11/21/17 | The legacy of the prohibitionist movement of the last century continues to have a significant impact on the development of the liquor industry in North Carolina. Legistlation drafted in the 1920s that was meant to cure the ills of society is today stopping entrepreneurs in their tracks and thwarting new hires. Tara Goulet '06, co-owner of Birdsong Brewery in the trendy NoDa district says, “We agree that there shouldn’t be an arbitrary cap on how much a resident brewer is allowed to distribute.”
Professor Alistair Williams, PhD, a professor in the Charlotte Campus’ College of Hospitality Management and a published authority on craft breweries and the craft alcohol business, is currently helping lobby NC legislation regarding the cost, in both employment and dollars, on the lack of free markets in alcohol.
Williams notes, “Under current legislation, NC breweries have to stop self-distribution once they are producing 25,000 barrels, limiting their potential for growth. The market is driven by consumer choice — however, the legislation can’t keep up.”
Alistair is researching craft beer and craft alcohol. He asked two hospitality students, Andrew House '17 and Andrew Elder '17, to assist him with his research.
House, who currently works at Corkbuzz, a local wine bar, says collaborating on the research was an invaluable experience. “Being able to work on a research paper while an undergrad was an amazing opportunity. I was able to help create a research paper that is going before North Carolina Legislature to propose a change in the current laws surrounding the beverage industry.
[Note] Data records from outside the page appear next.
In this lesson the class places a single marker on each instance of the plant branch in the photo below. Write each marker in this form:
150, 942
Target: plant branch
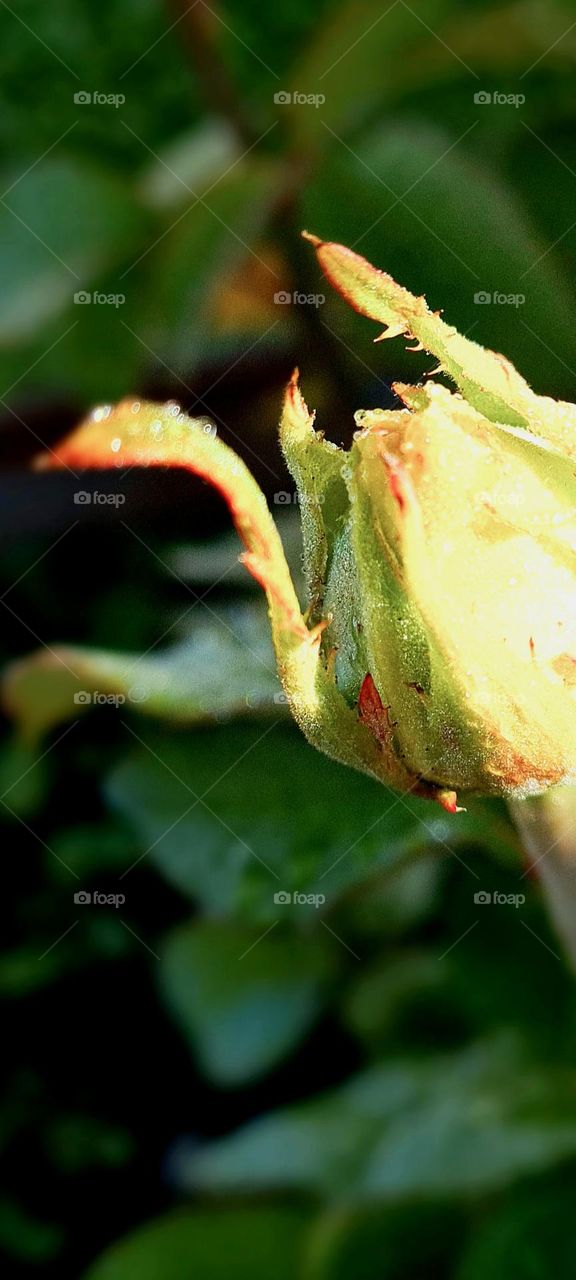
547, 827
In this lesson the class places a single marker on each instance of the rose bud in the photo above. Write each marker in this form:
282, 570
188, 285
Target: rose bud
438, 645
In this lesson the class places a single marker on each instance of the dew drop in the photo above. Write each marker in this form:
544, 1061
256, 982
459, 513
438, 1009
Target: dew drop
101, 412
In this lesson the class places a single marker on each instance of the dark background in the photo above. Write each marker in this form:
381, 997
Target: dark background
421, 1042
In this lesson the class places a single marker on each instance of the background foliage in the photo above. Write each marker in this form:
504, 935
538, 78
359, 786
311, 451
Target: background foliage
204, 1082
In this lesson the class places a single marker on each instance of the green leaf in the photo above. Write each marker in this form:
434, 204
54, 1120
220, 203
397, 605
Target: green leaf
246, 1244
487, 379
529, 1238
243, 1001
182, 684
261, 827
62, 229
378, 1243
455, 1125
197, 257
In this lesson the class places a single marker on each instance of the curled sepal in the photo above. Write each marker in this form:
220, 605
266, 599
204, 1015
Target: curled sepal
144, 434
487, 380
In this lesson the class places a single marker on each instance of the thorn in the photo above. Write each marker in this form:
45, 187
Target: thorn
315, 634
448, 800
392, 330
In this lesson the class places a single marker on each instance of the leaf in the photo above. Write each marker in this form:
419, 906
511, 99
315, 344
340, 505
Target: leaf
261, 827
182, 684
530, 1237
456, 1125
229, 1244
439, 218
145, 434
487, 379
243, 1001
60, 229
376, 1243
199, 255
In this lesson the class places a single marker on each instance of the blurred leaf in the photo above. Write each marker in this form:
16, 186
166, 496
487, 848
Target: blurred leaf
192, 160
247, 1244
202, 563
90, 850
261, 828
243, 1002
383, 1243
183, 684
26, 1237
461, 232
77, 1142
21, 970
529, 1238
379, 996
24, 777
62, 225
211, 237
455, 1125
368, 59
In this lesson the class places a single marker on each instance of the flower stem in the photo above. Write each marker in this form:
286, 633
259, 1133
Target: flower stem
547, 827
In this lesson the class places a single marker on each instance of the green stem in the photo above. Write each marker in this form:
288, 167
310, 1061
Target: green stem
547, 827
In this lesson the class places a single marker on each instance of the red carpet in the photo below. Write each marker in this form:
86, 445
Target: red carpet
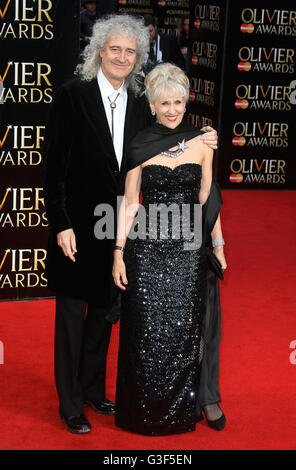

As someone who works in the business, this is very important to my future and I am honored that I was able to help and participate in influencing a potential change.”
That paper is currently being tweaked with help from Adam Smith, PhD, associate professor in the College of Arts & Sciences. It will combine Alistair’s knowledge on distillation and Adam’s knowledge on the economic growth and well-being of North Carolina. The first draft of the white paper was presented to a Washington lobby firm in early November.